Hello - I'm interested in understanding whether there can be justifications for not evaluating uncertainty measurements as a testing lab. I understand there is the option not to report it unless relevant, but I'm wondering if it needs to be done at all.
The testing that would be performed in my lab does not produce pass/fail outputs or those that meet a certain requirement/range of acceptance. They are typically to see how a customer material might react with a released product when run in an assay. Could we incorporate the risk process into this for factors such as user error, material handling, etc. and showing that they are in control rather than trying to determine a specific measurand?
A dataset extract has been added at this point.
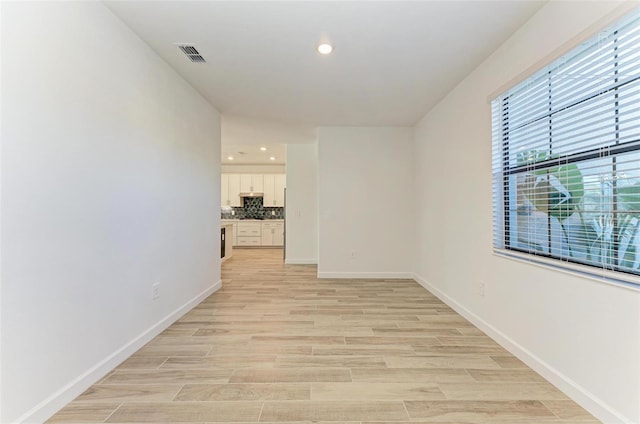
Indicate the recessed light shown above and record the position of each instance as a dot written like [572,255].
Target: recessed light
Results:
[325,48]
There are several points to note regarding the requirements. Firstly irrespective of whether the testing is reported as a pass/ fail result or not, all laboratories must identify contributions to the measurement of uncertainty (MU). Secondly, a distinction is made between identifying contributions and evaluating measurement uncertainty, which involves quantifying the MU. The standard states in a note that when a well-recognized test method is used (i.e. standard methods) and controls are in place to limit the major sources of uncertainty, then the laboratory need not evaluate measurement uncertainty. This applies to both qualitative and quantitative results. Bear in mind that even if a result is reported qualitatively, for example, a positive or negative for a diagnostic test, it is still necessary to identify contributions to uncertainty to ensure that they are being controlled sufficiently. Typically a laboratory will state that a standard method is being used and performance parameters are met (verified); therefore, measurement of uncertainty wasn't fully evaluated. However, they need to list the major contributions to uncertainty, such as temperature affecting the volume of solutions in volumetric glassware and the uncertainty of calibrated mass balances. These controls can be considered as measures to minimise risk as part of addressing the risk that results may not be fit for purpose.
If the test involves a measurement rather than an observation, and the method is not a validated standard method, the measurement of uncertainty must be fully evaluated.